The main heroine may be viewed either as the victim of the patriarchic society or as a mentally ill person who goes completely mad. Her evident psychological state is disturbing from the beginning of the story. She suffers from postpartum depression and eventually becomes schizophrenic. She evokes sympathy because she simply cannot see her child, not that she does not want to as some readers may think. She still has a maternal instinct and worries about her child, which is seen from the following: “There’s one comfort, the baby is well and happy, and does not have to occupy this nursery with the horrid wallpaper”.
However, her mental state may be regarded as a consequence of gender discrimination and females’ suppression that was a rather common phenomenon of those times.
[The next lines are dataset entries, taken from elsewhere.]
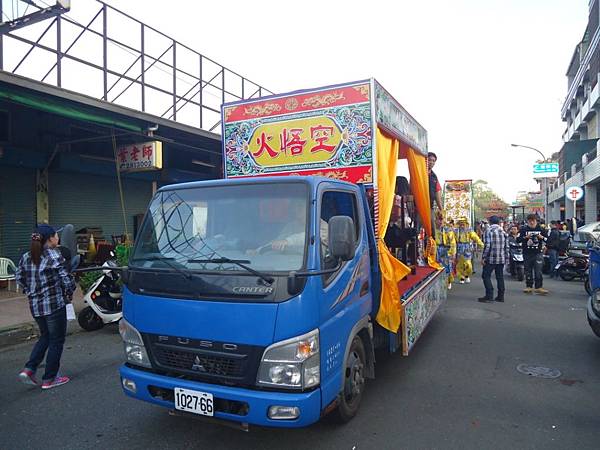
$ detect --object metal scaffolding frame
[0,0,273,131]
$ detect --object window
[319,191,360,280]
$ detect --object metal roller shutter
[0,166,36,264]
[48,172,152,241]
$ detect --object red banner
[224,83,369,123]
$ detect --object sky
[120,0,588,201]
[5,0,588,202]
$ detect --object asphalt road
[0,272,600,450]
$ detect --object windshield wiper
[188,257,275,284]
[131,256,192,280]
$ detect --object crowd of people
[435,214,583,302]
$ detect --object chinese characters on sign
[252,125,337,158]
[248,116,342,166]
[533,163,558,178]
[565,186,583,202]
[117,141,162,172]
[223,82,373,183]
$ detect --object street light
[510,144,549,223]
[510,144,548,162]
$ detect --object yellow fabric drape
[376,129,412,333]
[405,147,442,270]
[406,147,433,236]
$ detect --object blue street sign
[533,163,558,175]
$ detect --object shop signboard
[117,141,162,172]
[223,81,373,183]
[533,163,558,178]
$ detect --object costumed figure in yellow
[435,214,456,289]
[456,217,483,284]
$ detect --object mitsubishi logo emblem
[192,356,206,372]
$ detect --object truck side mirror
[329,216,356,261]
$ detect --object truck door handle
[360,281,369,297]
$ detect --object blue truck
[119,79,446,429]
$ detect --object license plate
[175,388,214,416]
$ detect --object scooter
[509,242,525,281]
[77,259,123,331]
[555,255,590,281]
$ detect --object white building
[548,0,600,223]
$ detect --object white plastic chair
[0,258,19,292]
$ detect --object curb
[0,322,38,349]
[0,321,81,351]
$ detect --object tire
[583,276,592,295]
[77,306,104,331]
[558,267,575,281]
[332,336,367,423]
[588,319,600,337]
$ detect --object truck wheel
[583,276,592,295]
[77,306,104,331]
[334,336,367,423]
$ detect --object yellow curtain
[406,147,432,236]
[406,147,442,270]
[376,128,412,333]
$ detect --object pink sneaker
[18,369,38,386]
[42,376,70,389]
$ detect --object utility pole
[510,144,548,224]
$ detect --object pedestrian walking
[517,214,548,295]
[546,220,560,278]
[16,225,75,389]
[477,216,509,303]
[455,216,483,284]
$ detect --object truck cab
[121,177,374,426]
[120,79,446,429]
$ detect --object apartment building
[547,0,600,223]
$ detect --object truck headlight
[256,329,321,389]
[119,319,152,367]
[592,289,600,314]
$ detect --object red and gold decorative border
[224,83,370,123]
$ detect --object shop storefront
[0,74,221,262]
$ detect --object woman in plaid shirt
[17,225,75,389]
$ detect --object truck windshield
[130,183,308,272]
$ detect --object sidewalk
[0,287,83,348]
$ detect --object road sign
[565,186,583,202]
[533,163,558,178]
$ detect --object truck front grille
[154,345,246,378]
[143,334,264,386]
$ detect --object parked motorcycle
[77,259,123,331]
[556,254,590,281]
[509,242,525,281]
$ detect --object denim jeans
[481,264,504,299]
[548,248,558,277]
[523,253,544,289]
[25,307,67,381]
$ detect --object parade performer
[456,217,483,284]
[435,214,456,289]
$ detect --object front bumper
[119,365,321,428]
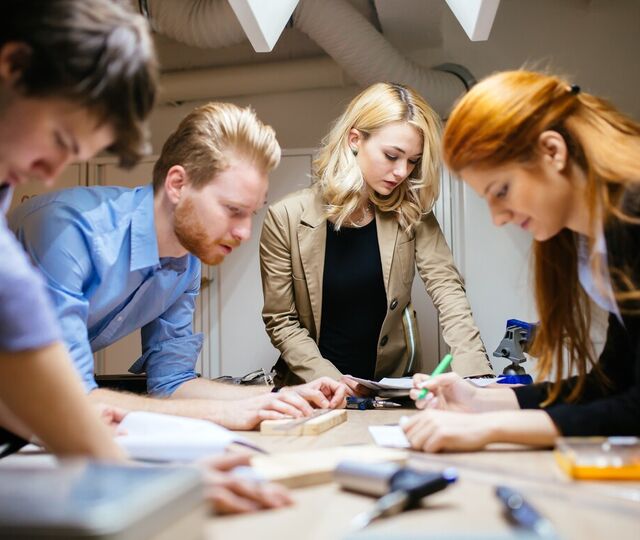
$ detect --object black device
[334,461,458,529]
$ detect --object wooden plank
[260,409,347,435]
[251,445,409,488]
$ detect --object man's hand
[210,391,320,430]
[279,377,349,409]
[198,454,293,514]
[340,375,374,397]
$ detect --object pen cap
[333,461,400,497]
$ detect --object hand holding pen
[409,354,477,412]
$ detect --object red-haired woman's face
[460,160,578,241]
[460,130,592,241]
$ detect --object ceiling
[148,0,447,72]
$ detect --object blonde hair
[443,70,640,404]
[313,82,440,230]
[153,103,280,191]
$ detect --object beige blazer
[260,187,492,384]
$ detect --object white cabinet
[10,163,87,210]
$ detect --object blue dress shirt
[9,185,202,396]
[0,184,60,351]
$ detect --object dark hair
[0,0,157,167]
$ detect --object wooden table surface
[206,410,640,540]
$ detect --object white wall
[145,0,640,376]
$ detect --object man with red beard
[9,103,346,429]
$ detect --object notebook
[347,375,413,397]
[116,411,263,462]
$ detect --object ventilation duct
[147,0,466,116]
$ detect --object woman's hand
[280,377,349,409]
[409,373,478,412]
[401,409,492,452]
[198,454,293,514]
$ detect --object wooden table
[206,411,640,540]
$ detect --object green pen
[418,353,453,399]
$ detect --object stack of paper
[116,411,258,462]
[348,375,413,398]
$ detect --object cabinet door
[212,151,312,375]
[9,163,87,211]
[89,156,208,376]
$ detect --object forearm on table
[0,343,124,460]
[89,388,255,425]
[482,410,561,446]
[469,383,520,412]
[171,379,272,400]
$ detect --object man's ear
[164,165,189,204]
[0,41,31,86]
[538,129,569,172]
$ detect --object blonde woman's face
[349,122,423,195]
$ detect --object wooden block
[260,409,347,435]
[251,445,409,488]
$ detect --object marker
[496,486,558,539]
[418,354,453,399]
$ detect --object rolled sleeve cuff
[129,334,203,397]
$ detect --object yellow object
[554,437,640,480]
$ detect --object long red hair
[443,70,640,403]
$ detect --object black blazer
[515,193,640,436]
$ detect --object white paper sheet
[369,426,410,448]
[116,411,248,461]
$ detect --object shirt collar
[0,184,13,214]
[130,184,160,271]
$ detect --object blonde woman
[260,83,491,392]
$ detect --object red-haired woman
[404,71,640,451]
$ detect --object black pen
[496,486,558,538]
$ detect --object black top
[318,220,387,379]
[514,188,640,436]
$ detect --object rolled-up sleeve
[13,206,97,391]
[134,272,203,397]
[0,216,60,351]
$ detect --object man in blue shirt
[0,0,155,461]
[10,103,346,429]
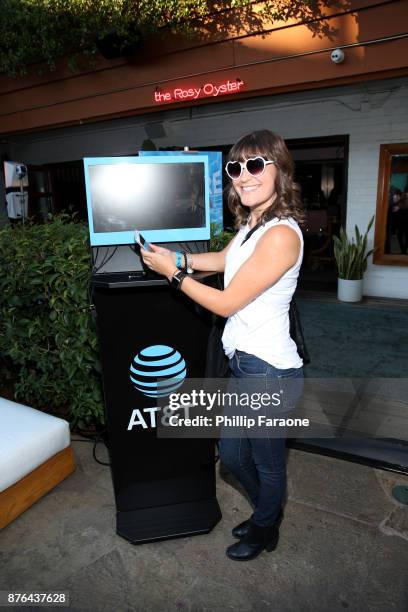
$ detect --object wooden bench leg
[0,446,75,529]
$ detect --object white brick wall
[3,79,408,299]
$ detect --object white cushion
[0,397,70,491]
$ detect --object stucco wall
[1,79,408,299]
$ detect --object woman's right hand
[149,244,176,265]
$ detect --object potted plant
[333,215,375,302]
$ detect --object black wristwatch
[170,270,187,289]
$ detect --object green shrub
[0,215,104,427]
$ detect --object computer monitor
[84,155,210,246]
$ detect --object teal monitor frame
[83,155,210,246]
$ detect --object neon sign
[154,79,245,104]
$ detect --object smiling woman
[142,130,303,560]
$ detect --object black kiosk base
[92,274,221,544]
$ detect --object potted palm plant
[333,216,375,302]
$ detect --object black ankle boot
[227,521,279,561]
[232,510,283,539]
[232,519,250,539]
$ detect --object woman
[142,130,303,561]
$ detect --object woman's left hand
[140,244,177,280]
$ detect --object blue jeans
[219,351,303,527]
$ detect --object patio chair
[0,398,75,529]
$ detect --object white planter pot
[337,278,363,302]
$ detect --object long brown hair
[227,130,304,228]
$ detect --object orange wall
[0,0,408,134]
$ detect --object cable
[92,245,118,274]
[71,428,111,467]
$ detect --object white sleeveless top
[222,217,303,369]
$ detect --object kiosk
[84,156,221,544]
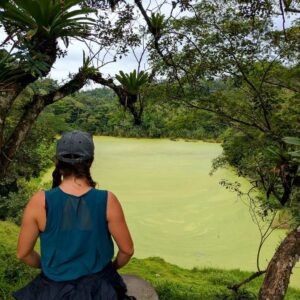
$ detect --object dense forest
[0,0,300,299]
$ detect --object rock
[122,274,159,300]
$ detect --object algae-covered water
[42,137,300,287]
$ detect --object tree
[135,1,300,299]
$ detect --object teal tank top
[40,187,114,281]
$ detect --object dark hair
[52,158,97,188]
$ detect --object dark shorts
[12,263,128,300]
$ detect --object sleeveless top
[40,187,114,281]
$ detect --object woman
[13,131,134,300]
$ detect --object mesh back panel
[61,196,93,231]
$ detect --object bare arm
[107,192,134,269]
[17,191,44,268]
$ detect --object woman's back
[40,186,114,281]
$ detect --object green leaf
[282,137,300,146]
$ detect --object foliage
[116,69,148,95]
[0,222,299,300]
[43,87,224,140]
[0,0,95,44]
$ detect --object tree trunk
[258,225,300,300]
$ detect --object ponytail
[52,159,97,188]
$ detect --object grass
[0,221,300,300]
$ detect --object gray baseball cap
[56,130,94,164]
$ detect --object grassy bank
[0,221,300,300]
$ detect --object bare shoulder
[106,191,123,220]
[27,190,45,208]
[107,191,119,205]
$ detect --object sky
[0,2,295,89]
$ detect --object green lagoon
[45,136,300,288]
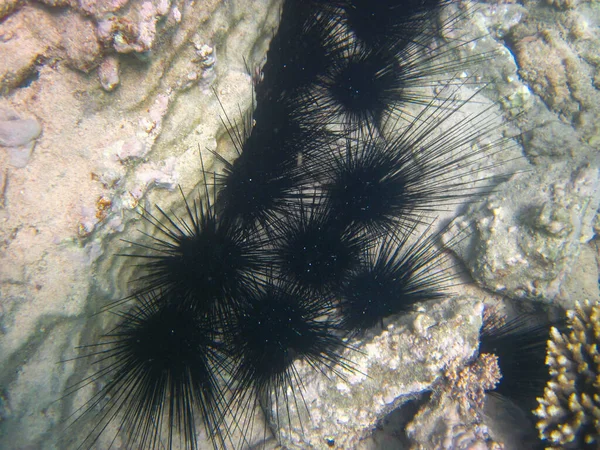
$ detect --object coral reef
[534,301,600,450]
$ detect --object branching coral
[534,301,600,449]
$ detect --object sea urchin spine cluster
[62,0,520,450]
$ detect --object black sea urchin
[119,183,268,319]
[63,291,229,450]
[337,221,456,333]
[227,279,354,444]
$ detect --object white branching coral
[534,301,600,449]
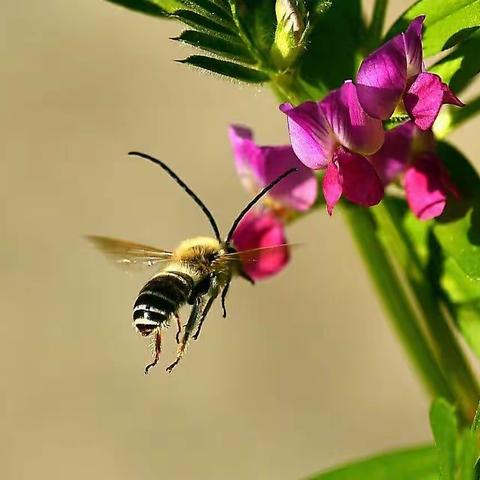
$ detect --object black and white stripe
[133,272,194,336]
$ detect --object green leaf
[173,10,236,38]
[440,258,480,304]
[429,32,480,94]
[179,55,270,83]
[455,302,480,357]
[455,429,478,480]
[309,446,438,480]
[430,398,457,480]
[300,0,366,89]
[386,0,480,57]
[107,0,182,17]
[183,0,232,24]
[433,142,480,281]
[173,30,255,63]
[229,0,277,58]
[472,402,480,433]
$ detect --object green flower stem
[372,197,480,424]
[367,0,388,53]
[342,204,454,401]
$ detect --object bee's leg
[174,313,182,345]
[167,297,202,373]
[240,271,255,285]
[222,281,230,318]
[193,297,216,340]
[145,328,162,375]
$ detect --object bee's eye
[206,253,217,263]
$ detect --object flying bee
[87,152,296,373]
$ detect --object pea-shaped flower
[280,81,384,214]
[229,125,318,211]
[229,125,318,280]
[355,16,463,130]
[371,122,458,220]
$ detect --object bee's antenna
[225,168,298,244]
[128,152,222,242]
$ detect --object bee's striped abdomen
[133,272,193,336]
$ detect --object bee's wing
[86,235,173,268]
[220,243,301,265]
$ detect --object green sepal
[178,55,270,83]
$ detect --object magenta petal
[335,149,384,207]
[258,145,318,211]
[320,81,384,155]
[322,162,342,215]
[369,122,416,185]
[233,210,289,280]
[355,35,407,120]
[403,15,425,77]
[280,102,335,170]
[228,125,263,193]
[403,73,444,130]
[442,83,465,107]
[404,154,450,220]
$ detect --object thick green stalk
[367,0,388,53]
[447,95,480,133]
[372,198,479,423]
[343,205,454,401]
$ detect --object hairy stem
[372,197,479,424]
[343,205,454,401]
[367,0,388,52]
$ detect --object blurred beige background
[0,0,478,480]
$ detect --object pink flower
[280,81,384,215]
[355,16,463,130]
[229,125,318,211]
[371,122,457,220]
[233,210,290,280]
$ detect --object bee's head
[174,237,223,266]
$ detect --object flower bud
[272,0,306,69]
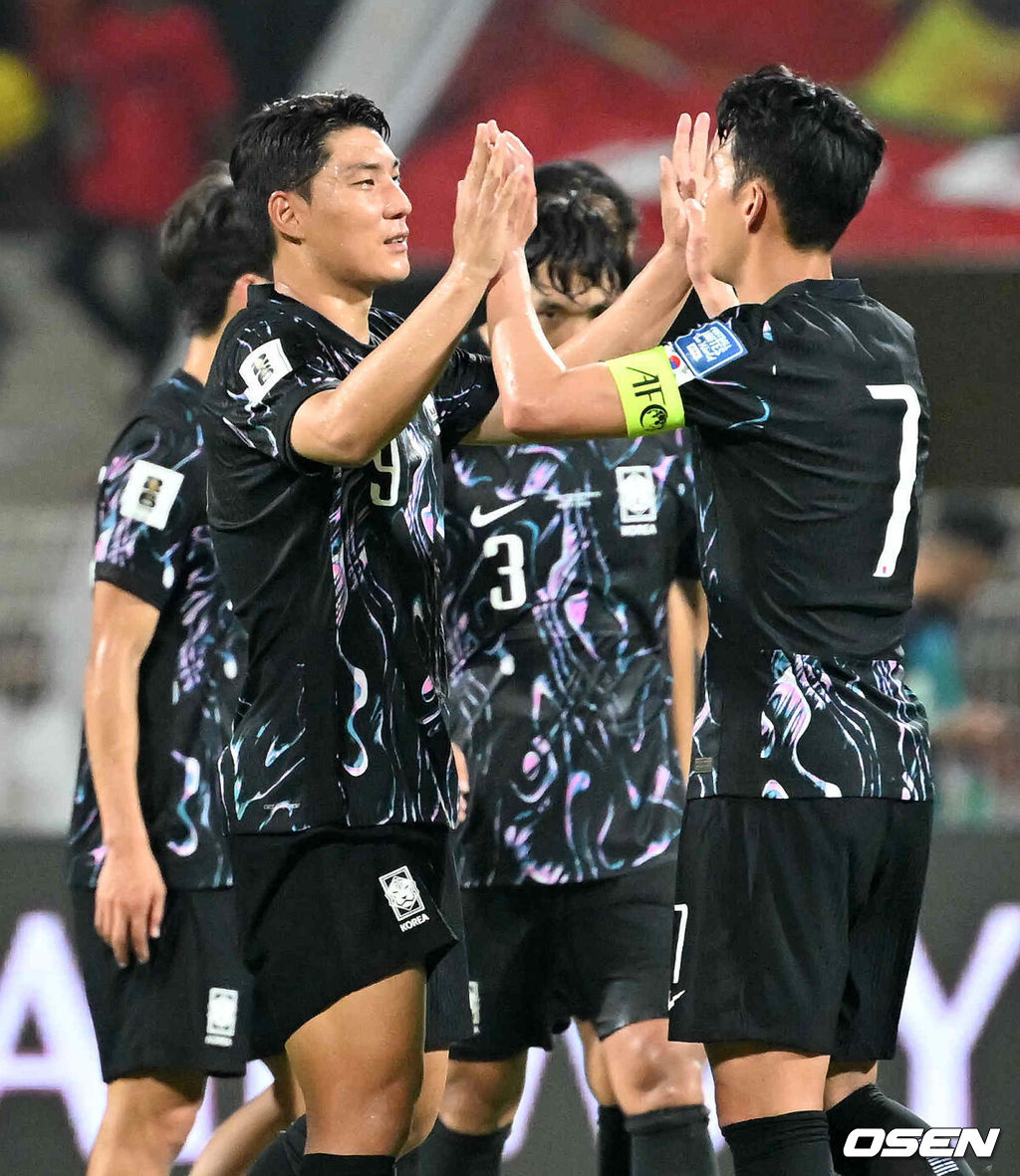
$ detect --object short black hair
[715,65,886,252]
[525,160,638,295]
[158,163,273,336]
[230,90,389,252]
[935,490,1013,560]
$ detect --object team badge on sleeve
[120,461,184,531]
[238,339,294,404]
[669,321,747,377]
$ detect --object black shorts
[230,824,467,1058]
[669,797,931,1061]
[71,886,251,1082]
[450,855,676,1060]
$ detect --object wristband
[606,347,683,437]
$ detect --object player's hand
[503,130,539,249]
[452,743,470,825]
[96,842,166,968]
[660,111,740,319]
[453,123,527,280]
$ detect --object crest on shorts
[379,865,428,931]
[206,988,238,1046]
[617,466,658,535]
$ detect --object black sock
[722,1110,836,1176]
[301,1151,394,1176]
[248,1115,308,1176]
[598,1104,631,1176]
[413,1118,509,1176]
[826,1085,974,1176]
[628,1106,719,1176]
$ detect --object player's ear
[742,180,772,233]
[268,192,308,242]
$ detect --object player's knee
[441,1058,524,1135]
[607,1021,703,1115]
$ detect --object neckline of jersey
[762,278,865,306]
[248,282,382,355]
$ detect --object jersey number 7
[867,383,921,580]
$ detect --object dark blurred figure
[903,494,1020,824]
[45,0,236,381]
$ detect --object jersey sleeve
[93,417,206,610]
[218,320,339,474]
[433,349,499,456]
[665,306,775,431]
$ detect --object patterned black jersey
[205,286,496,832]
[444,434,697,886]
[667,280,930,800]
[70,371,243,889]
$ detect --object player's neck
[735,247,832,304]
[273,256,372,344]
[181,331,222,384]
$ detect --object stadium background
[0,0,1020,1176]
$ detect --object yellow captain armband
[606,347,683,437]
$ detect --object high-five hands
[453,122,534,278]
[658,112,740,318]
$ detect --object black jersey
[70,371,243,889]
[205,286,496,832]
[444,434,697,886]
[667,280,930,800]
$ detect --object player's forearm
[487,252,626,437]
[557,245,690,366]
[291,261,488,466]
[85,636,148,846]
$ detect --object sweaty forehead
[324,127,396,171]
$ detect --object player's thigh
[706,1042,830,1126]
[669,797,852,1057]
[440,1051,528,1135]
[602,1018,704,1115]
[287,967,424,1155]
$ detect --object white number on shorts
[867,383,921,580]
[371,437,400,507]
[673,902,687,984]
[481,535,528,611]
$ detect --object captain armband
[606,347,683,437]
The main idea of the Rest Cure was to create an ideal woman with no desires and intellectual urges. She had to do nothing, just rest and take care of her husband and children. Through the story, the author tries to make readers see possible results of stifling clever and creative women. The heroine does everything her husband says and rebels little. She wants to write and believes that excitement could cure her from depression. Her husband disagrees and takes her away to the countryside, puts her into a room with the yellow wall-paper that scares and disturbs the woman, and refuses to admit her illness until it is too late. The woman is put behind the bars that she tries to break at night, yet is unable to. This inability to break away becomes the last drop and she goes utterly mad. Therefore, the author obviously advocates for gender equality in all respects and calls for personal freedom, right for self-expression, and need to abandon techniques like the Rest Cure that cripple women all over the country and deprive them of their personality.
Charlotte Perkins Gilman’s short story The Yellow Wall-Paper is a masterful work that raises some urgent issues and offers a wide range of possibilities for its critical analysis and evaluation. Besides, this story proves that she has been rightfully named one of the most influential female writers of the century.